With this average rate, the host can calculate when to send additional samples during transmission; in this case, every 8 transmissions per second will carry one extra sample. Additionally, the host can use this value to synchronize with audio devices, ensuring that host applications like DVD players keep video and audio in sync. Otherwise, the audio will gradually get ahead of the video, resulting in a one-second audio lead over the video after two hours.

To maintain a short feedback loop, it is crucial to avoid unnecessarily buffering audio data packets and feedback packets. Any additional buffering will introduce delays in the reports, making it more challenging to maintain smooth traffic.

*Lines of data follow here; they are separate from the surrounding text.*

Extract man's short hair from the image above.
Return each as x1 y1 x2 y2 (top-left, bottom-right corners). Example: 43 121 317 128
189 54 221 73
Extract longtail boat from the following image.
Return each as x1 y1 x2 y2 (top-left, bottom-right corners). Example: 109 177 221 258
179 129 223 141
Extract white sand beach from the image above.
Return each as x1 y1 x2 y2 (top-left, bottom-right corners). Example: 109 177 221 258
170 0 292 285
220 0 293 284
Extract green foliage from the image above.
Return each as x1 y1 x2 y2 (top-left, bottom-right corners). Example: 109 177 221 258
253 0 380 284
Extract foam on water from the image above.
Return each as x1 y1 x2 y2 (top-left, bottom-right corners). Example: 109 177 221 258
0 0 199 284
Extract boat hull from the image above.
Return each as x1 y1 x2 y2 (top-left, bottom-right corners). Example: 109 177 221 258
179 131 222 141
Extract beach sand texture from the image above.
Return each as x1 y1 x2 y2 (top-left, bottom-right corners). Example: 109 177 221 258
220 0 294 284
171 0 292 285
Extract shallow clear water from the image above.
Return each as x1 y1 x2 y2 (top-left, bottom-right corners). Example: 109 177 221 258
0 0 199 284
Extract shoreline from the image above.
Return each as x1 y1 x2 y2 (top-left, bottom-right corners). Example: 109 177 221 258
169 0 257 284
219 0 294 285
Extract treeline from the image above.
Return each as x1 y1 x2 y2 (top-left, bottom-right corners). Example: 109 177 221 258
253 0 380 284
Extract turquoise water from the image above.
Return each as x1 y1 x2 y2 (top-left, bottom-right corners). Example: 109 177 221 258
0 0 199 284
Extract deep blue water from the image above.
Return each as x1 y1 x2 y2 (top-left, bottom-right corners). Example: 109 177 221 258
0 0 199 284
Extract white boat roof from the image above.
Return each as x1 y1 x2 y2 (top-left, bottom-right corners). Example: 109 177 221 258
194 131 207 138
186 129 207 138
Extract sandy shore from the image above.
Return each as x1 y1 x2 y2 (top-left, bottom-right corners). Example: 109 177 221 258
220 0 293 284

This means that the underlying USB protocol stack and the USB audio protocol stack should be tightly integrated without buffering in between. While implementing this on application processors is quite challenging, it is straightforward on embedded processors with predictable execution times.

In summary, maintaining a consistent time concept is vital in the digital audio world. The three modes provided by USB audio—synchronous, asynchronous, and adaptive—each play their part in ensuring synchronization between the host and peripheral devices, with asynchronous mode being more reliable due to the external clock source.

Complex Devices: Precise Choices for Multiple Clocks¶

In complex devices like mixers, multiple devices may provide sample rates through different interfaces. USB audio allows designers to deploy clock selectors to choose the input clock source from multiple inputs (such as the input clock from S/PDIF connections, local oscillators, and input clocks from ADAT connections). Users can select the input clock source, such as the one from S/PDIF connections, through control transfer.

Compliance Support: A Smooth Bridge for System Integration¶

In terms of compliance and native support, adhering to the USB Audio Class 2.0 standard ensures seamless integration between devices and operating systems, allowing easy control of parameters such as volume and sample rate through standard operating system dialog boxes.

The Outstanding Contributions of USB Audio¶

In conclusion, leveraging the robust advantages of high-speed USB 2.0, USB Audio Class 2.0 successfully establishes a low-latency transmission bridge between PCs and audio devices, ensuring high throughput and excellent sound quality. Its applicability spans a wide range, serving various devices from complex mixers to surround sound systems, PC speakers, and microphones, injecting continuous vitality and potential into the development of the audio field.